“To flick through Canadian Television in 2016 is to visit a strange, unfamiliar country – a nation filled with strawberry blond horse whisperers and turn-of-the-century detectives, a place where every third person you meet is an exhaustingly plucky Newfoundlander with something slightly naughty to tell you.” - From Shop Talk October 2016 edition of The Walrus
How ungrateful! Like it’s our fault the Canadians are so wanting for it they have to fly in a few Newfoundland pros to pluck things up. Typical. Bring in the Newfoundlanders to tell a few funny stories, throw one of their kitchen parties, sing in tune … but for heaven sake don’t let them stay the night. God forbid one should sit on the Supreme Court.
Canada should be thankful we export our pluckiest and spare them our back-talking and congenitally crooked. They get the well-tempered Newfoundland dogs, we keep the crackies. If we sent them our Energy Warehouse Visionaries we could bankrupt the place.
The mainland love affair with Newfoundland may be coming to an end. They will soon be asking for their key back. We are not part of the latest “diversity” equation. There is no “Newfoundlander” box to tick on the forms.

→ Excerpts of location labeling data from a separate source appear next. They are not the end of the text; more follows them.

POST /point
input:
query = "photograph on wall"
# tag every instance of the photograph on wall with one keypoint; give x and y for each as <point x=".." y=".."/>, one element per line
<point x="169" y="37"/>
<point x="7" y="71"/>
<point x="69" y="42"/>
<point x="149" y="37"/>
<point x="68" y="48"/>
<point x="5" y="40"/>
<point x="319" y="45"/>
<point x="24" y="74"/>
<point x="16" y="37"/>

We too easily assimilate.
“Regional Representation” is no longer a thing and we are too small (and precipitously getting smaller) a minority to be of much interest to political aspirants. We have no more political leverage now that all seven of our Federal seats are on the Government side than when Harper decided we shouldn’t exist.

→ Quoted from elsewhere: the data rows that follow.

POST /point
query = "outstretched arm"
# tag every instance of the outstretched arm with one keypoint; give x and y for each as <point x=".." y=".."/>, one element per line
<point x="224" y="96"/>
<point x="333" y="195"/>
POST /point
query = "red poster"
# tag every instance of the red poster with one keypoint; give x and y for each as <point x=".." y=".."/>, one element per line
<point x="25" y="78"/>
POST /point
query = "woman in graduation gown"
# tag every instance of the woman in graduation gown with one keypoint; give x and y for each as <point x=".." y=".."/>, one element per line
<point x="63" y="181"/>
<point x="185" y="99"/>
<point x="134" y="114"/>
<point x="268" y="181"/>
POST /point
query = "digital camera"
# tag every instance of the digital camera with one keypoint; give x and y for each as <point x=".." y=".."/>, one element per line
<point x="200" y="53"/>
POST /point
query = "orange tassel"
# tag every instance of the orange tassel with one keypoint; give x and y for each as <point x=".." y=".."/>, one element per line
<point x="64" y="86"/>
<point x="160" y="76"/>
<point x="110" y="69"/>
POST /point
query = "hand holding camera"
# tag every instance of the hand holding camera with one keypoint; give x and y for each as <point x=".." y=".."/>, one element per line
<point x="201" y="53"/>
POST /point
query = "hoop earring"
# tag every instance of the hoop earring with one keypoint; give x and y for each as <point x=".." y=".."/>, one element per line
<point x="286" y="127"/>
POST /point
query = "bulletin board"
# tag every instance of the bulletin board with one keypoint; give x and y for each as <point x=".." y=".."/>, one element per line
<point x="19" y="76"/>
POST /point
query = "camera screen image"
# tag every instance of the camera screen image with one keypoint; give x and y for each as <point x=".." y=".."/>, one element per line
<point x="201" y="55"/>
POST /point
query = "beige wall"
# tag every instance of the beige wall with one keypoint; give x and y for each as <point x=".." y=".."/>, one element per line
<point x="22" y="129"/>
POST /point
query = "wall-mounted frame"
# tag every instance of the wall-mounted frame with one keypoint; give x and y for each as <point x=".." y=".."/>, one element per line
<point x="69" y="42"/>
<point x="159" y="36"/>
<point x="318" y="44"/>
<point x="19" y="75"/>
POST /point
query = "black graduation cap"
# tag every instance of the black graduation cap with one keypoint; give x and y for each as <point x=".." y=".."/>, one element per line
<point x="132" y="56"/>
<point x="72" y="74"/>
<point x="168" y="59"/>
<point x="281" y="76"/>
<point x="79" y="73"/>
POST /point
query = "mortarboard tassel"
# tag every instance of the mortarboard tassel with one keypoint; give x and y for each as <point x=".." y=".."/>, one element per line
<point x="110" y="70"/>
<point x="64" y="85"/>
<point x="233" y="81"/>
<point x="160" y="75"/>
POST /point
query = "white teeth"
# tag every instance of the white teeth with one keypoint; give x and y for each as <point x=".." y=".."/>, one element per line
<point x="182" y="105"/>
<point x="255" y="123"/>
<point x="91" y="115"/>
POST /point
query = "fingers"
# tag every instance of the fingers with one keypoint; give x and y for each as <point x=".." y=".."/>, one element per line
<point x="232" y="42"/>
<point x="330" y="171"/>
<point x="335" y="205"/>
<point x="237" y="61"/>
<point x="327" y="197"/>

Resentment over our few weeks as a “have Province” appears to have permanently revoked our charitable status within the confederation and the only reason for having been allowed entry in the first place, C. D. Howe’s covetousness of our natural resources, is of little value with commodities in the toilet.

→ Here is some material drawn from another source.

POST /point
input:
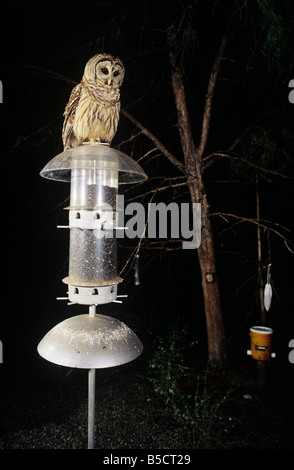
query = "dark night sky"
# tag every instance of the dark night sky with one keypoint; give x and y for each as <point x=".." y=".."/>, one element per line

Squeezed by our western neighbour we talk too openly about Canada’s Quebec issue and then piss off Quebec by reminding them that they ARE Canada and we are their colony.
Yet our colonial complaint with Canada is trivial when compared with that of its indigenous population. That horror show is intractable so will fully occupy the country and its commissions for decades. Not solving the problem is already an industry.
The comparatively simple solution to the aggravation that is Newfoundland and Labrador (and the Maritime provinces) is for us to keep our mouths shut until cultural extinction or until we are again called upon to play the fool because some witless Canuck runs out of things to say. It’s like Rex Murphy working the CBC’s election desk.
And then, as a final indignity, the Globe and Mail’s clickbait for oldsters, Margaret Wente, gives this place her endorsement. How better to know this was once the place to be.
I’ve never taken the time to try to understand the Ford Nation so shouldn’t be surprised when a fellow hack doesn’t get Newfoundland and Labrador. But he should have imagined that many sophisticated and challenging shows of Newfoundland and Labrador origin have been pitched to the CBC over the years and the national public broadcaster judged, probably accurately, that their aging audience likes their Newfoundlanders plucky, their Albertans horsey and their Korean Grocers speaking accented, halting English.
Successful show business is giving people what they want and upon learning what that is repeating it ad infinitum. I tried saying so more elegantly in my novel Easy To Like wherein a CBC executive proclaims “Canadians Love Tiny Newfies!” Having more sauce than pluck that book never sold well.
The Walrus (for which I’ve written) is conservative, provincial Toronto trying to pass for liberal, cosmopolitan during a weekend in New York so can’t be arsed to care. Hopefully they’ll find someone upalong to don the jester’s motley once we’re gone.